By GLENN TOLLE
When my little sister was a wee tyke she took a copy of the Peterson Field Guide to North American Birds everywhere she went. I had my own fave read and it was CEMETERY STORIES by Katherine Ramsland. According to her Twitter bio, Ramsland is “author of 58 books, blogger at Psychology Today, TV crime commentator, professor of forensic psychology; expertise: serial killers.”
I credit her CEMETERY STORIES, along with other books she has written, as a major influence in my development as a creator and commentator on the macabre. She showed me that it is okay to be interested in things that go bump in the night, and that writing non-fiction is just as cool as writing fiction.

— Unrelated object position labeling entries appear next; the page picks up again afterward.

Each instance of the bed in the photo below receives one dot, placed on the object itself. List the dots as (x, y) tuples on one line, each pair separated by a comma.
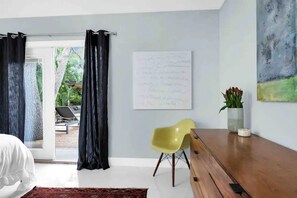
[(16, 163)]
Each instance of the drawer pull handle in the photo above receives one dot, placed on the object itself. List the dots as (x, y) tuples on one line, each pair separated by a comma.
[(237, 188)]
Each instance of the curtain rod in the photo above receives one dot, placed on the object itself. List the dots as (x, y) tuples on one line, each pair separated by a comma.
[(60, 34)]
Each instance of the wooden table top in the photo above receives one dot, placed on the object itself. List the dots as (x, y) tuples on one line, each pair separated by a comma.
[(261, 167)]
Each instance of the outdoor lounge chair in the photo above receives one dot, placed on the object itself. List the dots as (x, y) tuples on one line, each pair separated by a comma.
[(65, 117)]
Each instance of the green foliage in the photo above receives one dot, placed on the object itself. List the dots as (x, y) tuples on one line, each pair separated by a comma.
[(70, 88), (233, 98), (39, 80)]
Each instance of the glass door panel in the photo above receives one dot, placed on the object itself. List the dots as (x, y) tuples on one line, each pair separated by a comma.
[(39, 88)]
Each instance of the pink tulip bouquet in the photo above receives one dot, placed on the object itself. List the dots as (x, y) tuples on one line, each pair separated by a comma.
[(233, 97)]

When I was 14, I was diagnosed with OCD, anxiety, depression, and a mild form of PTSD. This chapter of my life is still a painful memory. I remember drifting in a sea of fear on the tattered raft of mental illness, and would have succumbed to the disease had I not inoculated myself with Ramsland’s antibody of work. Through her writings, I had a chance to get close to my toxic fears and turn them into healthy fascinations.
There was a time in my life, for about 8 months, when the things I write about here repelled me. I was 14 and in the middle of a breakdown, in which my mental illness latched on to the same things that my imagination latched onto, corrupting all the things that I once found fascinating. I was forced me to rebuild a relationship with those things, from scratch, in order to survive. And I did that with the aid of Katherine Ramsland’s books.
So thank you Katherine Ramsland. this column has been a long time coming.